Nella propria memoria la ricorrente invoca il precedente di Cass. 30 giugno 2021, n. 18600, avendo riguardo alla necessita’, sottolineata in detta pronuncia, di procedere a un accertamento in concreto dell’interesse del minore. Tale accertamento nel presente giudizio non e’ mancato, come si e’ visto: e del resto, la cornice fattuale con cui si e’ misurata la sentenza sopra richiamata era ben diversa, venendo in questione “l’abituale condotta violenta e prevaricatrice del padre biologico nei confronti della madre e dei suoi familiari, frutto di un modello culturale di rapporti di genere, che doveva invece essere posta in evidenza nell’operazione di bilanciamento”: bilanciamento – quello tra l’esigenza di affermare la verita’ biologica e l’interesse alla stabilita’ dei rapporti familiari (sostanzialmente equivalente a quello tra il diritto soggettivo di colui che vuole riconoscere il figlio e l’interesse del minore a non subire una forte compromissione del proprio sviluppo psico-fisico, di cui si e’ in precedenza detto) – che la cit.
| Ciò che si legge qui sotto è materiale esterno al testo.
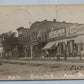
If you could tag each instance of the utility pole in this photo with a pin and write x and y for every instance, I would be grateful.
(31, 47)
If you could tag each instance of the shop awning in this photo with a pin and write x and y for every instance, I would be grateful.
(79, 39)
(49, 45)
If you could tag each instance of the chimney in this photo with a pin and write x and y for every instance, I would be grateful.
(54, 20)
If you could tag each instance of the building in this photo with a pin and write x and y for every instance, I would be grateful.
(24, 41)
(52, 39)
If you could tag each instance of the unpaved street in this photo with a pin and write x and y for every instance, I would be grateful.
(41, 70)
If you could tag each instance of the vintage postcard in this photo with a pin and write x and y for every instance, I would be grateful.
(40, 42)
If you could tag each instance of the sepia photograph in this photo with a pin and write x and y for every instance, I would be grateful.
(41, 42)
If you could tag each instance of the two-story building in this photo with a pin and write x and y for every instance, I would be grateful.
(55, 39)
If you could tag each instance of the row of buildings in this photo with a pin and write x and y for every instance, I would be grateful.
(52, 39)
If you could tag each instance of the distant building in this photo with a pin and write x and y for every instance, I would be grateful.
(59, 39)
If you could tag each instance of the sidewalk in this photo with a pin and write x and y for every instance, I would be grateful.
(28, 61)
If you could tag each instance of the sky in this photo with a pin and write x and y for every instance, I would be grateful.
(14, 16)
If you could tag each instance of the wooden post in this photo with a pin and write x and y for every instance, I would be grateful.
(25, 52)
(31, 51)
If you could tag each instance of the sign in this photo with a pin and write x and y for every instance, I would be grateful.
(57, 33)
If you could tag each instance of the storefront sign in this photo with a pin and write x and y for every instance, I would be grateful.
(57, 33)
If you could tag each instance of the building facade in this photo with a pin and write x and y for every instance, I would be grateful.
(52, 39)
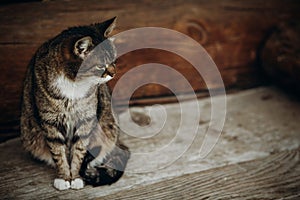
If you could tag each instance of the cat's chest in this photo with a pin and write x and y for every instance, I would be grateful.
(76, 114)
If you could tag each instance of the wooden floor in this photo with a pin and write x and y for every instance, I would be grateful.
(257, 157)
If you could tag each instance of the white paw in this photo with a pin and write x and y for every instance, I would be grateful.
(61, 184)
(77, 183)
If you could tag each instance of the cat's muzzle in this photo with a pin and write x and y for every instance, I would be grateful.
(108, 70)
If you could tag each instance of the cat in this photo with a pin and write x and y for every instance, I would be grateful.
(66, 117)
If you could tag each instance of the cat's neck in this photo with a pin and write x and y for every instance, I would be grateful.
(73, 89)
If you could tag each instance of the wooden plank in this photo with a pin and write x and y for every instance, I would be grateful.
(252, 131)
(275, 177)
(230, 31)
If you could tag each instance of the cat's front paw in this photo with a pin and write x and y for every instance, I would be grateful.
(61, 184)
(77, 183)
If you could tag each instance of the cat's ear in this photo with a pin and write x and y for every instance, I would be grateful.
(83, 46)
(107, 26)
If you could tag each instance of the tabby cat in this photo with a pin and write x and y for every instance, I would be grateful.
(66, 119)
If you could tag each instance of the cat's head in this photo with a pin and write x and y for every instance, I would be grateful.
(87, 52)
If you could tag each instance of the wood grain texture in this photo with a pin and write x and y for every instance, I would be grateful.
(281, 56)
(253, 130)
(274, 177)
(231, 31)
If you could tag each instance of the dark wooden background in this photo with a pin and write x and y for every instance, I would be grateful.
(232, 32)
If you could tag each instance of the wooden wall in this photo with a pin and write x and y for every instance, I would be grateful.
(231, 31)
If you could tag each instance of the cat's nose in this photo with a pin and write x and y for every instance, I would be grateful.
(109, 70)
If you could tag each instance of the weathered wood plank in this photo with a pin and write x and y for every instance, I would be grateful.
(231, 31)
(253, 130)
(275, 177)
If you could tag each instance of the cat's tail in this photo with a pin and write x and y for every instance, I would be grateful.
(109, 171)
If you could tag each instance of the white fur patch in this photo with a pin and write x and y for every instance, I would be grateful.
(77, 183)
(73, 89)
(77, 89)
(61, 184)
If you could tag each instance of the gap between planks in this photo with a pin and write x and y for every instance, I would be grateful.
(274, 177)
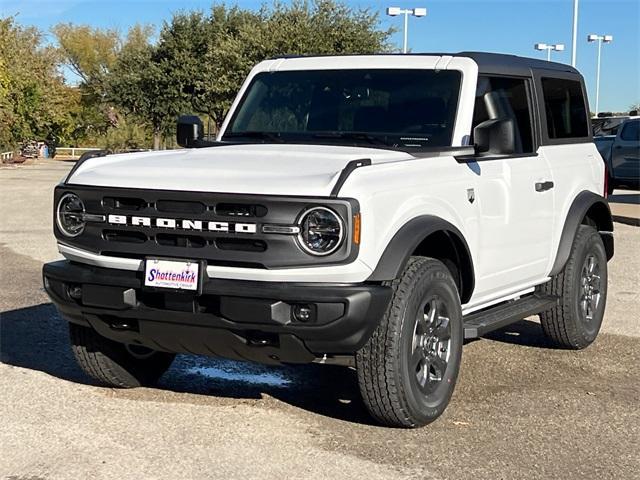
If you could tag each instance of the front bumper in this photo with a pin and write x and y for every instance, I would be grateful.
(231, 318)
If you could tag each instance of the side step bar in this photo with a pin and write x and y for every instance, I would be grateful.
(479, 323)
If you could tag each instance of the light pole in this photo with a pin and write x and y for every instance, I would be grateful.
(416, 12)
(574, 45)
(600, 39)
(558, 47)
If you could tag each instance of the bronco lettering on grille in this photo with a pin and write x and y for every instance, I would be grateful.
(183, 224)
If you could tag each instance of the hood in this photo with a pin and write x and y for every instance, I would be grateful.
(270, 169)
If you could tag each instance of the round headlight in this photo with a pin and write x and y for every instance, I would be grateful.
(321, 231)
(70, 215)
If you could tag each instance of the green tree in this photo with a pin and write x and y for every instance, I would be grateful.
(146, 80)
(90, 54)
(200, 61)
(35, 103)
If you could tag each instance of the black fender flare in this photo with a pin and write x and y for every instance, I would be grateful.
(584, 203)
(406, 240)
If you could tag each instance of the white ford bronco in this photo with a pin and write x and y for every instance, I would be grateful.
(372, 211)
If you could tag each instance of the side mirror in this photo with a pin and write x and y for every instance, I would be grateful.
(190, 131)
(496, 136)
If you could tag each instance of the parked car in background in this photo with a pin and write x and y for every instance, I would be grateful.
(620, 151)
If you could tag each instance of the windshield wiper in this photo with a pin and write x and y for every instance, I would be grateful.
(372, 139)
(272, 137)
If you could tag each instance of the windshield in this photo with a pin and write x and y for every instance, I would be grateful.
(384, 108)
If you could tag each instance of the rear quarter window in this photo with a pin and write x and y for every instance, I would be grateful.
(565, 108)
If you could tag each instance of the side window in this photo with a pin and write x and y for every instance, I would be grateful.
(502, 97)
(565, 107)
(631, 132)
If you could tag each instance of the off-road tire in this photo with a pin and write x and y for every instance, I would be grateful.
(111, 363)
(387, 381)
(566, 325)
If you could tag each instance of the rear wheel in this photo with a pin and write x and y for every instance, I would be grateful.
(115, 364)
(582, 289)
(408, 369)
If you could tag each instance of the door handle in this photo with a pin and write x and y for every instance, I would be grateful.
(544, 186)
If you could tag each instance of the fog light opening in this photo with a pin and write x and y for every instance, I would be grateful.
(74, 291)
(303, 312)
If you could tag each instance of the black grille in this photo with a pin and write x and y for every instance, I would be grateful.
(202, 238)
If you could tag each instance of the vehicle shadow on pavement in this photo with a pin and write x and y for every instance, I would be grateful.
(525, 333)
(37, 338)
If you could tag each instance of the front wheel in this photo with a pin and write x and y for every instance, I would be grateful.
(407, 371)
(115, 364)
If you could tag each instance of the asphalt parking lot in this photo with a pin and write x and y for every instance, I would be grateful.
(521, 408)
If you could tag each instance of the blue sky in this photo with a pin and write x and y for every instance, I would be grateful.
(510, 26)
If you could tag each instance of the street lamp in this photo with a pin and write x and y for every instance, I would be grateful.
(600, 39)
(416, 12)
(574, 44)
(558, 47)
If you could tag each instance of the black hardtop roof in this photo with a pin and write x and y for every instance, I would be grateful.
(487, 62)
(501, 62)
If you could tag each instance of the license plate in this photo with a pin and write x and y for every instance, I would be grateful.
(173, 274)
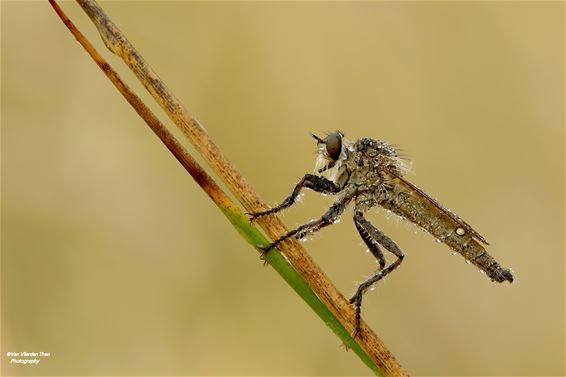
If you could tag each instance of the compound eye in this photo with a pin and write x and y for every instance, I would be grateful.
(334, 145)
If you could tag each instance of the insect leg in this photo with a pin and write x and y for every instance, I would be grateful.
(362, 225)
(328, 218)
(311, 181)
(373, 236)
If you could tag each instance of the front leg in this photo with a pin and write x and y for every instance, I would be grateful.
(311, 181)
(328, 218)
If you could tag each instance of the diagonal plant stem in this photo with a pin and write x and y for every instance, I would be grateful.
(304, 275)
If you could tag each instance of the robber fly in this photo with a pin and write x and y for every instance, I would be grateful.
(370, 173)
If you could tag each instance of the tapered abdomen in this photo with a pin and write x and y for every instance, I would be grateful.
(413, 204)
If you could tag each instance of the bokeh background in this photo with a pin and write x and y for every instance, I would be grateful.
(116, 263)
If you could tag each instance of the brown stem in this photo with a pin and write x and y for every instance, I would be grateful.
(197, 135)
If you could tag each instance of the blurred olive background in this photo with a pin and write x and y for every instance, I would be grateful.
(116, 262)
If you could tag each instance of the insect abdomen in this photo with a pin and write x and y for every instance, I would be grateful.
(420, 210)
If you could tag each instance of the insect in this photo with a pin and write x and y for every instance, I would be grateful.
(369, 173)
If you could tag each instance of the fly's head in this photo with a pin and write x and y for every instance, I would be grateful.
(332, 152)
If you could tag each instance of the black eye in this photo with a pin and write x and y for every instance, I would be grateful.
(334, 145)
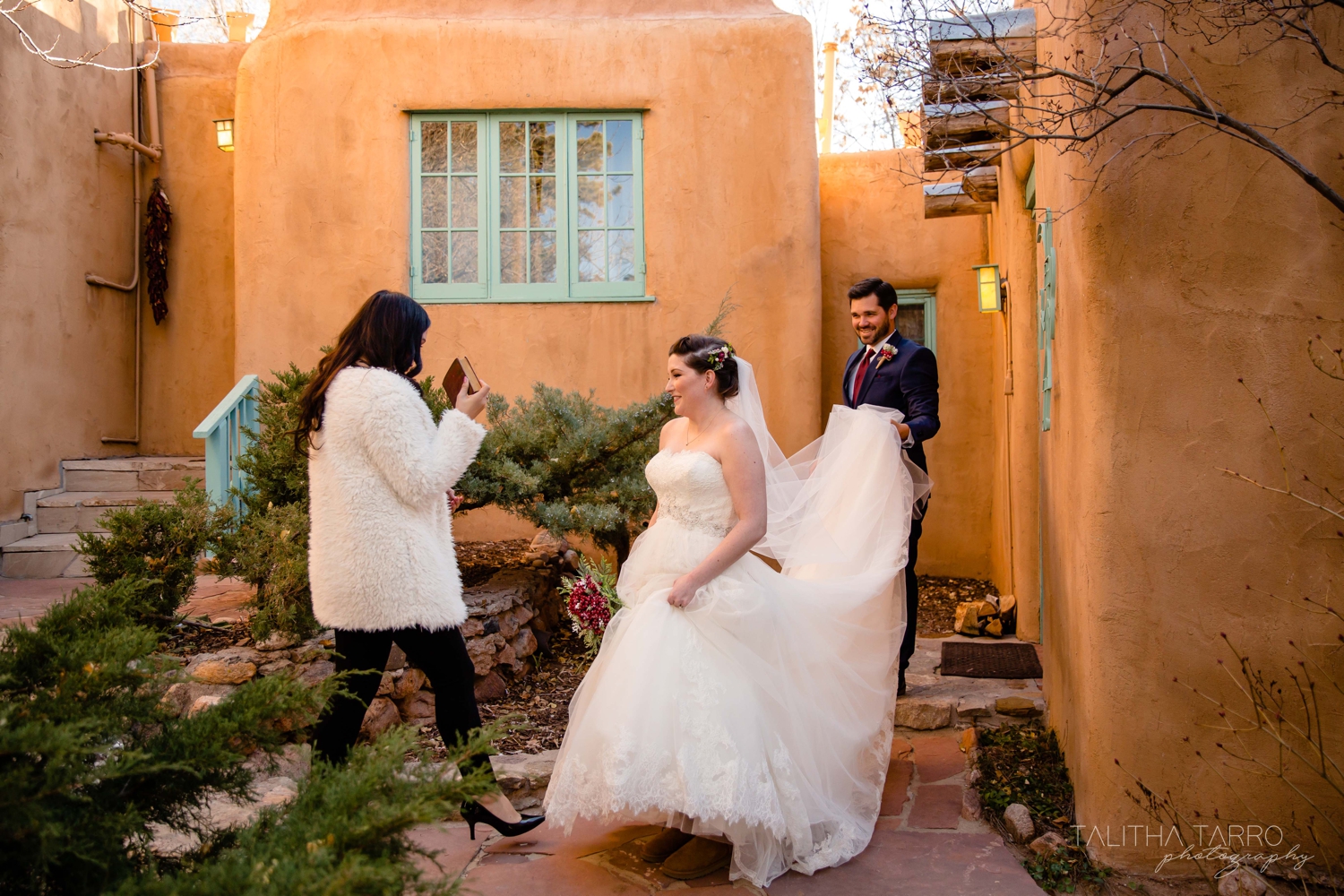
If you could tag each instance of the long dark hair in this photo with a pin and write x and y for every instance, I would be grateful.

Cass. 30 giugno 2021, n. 18600 postula – del tutto condivisibilmente – non poter essere declinato in astratto.
3. – Il ricorso e’ respinto.
Le spese di giudizio possono compensarsi tenuto conto della particolarita’ e delicatezza della vicenda dedotta in giudizio.
Poiche’ il procedimento e’ esente (Decreto del Presidente della Repubblica n. 115 del 2002, articolo 10, comma 3,), esso non e’ soggetto al contributo unificato, onde non opera la disposizione di cui all’articolo 13, comma 1 quater, del medesimo decreto circa il raddoppio del detto contributo.

P.Q.M.

La Corte rigetta il ricorso; compensa le spese; nel caso di diffusione del provvedimento dispone omettersi le generalita’ e gli altri dati identificativi della parti.

 

In caso di diffusione omettere le generalità e gli altri dati identificativi dei soggetti interessati nei termini indicati.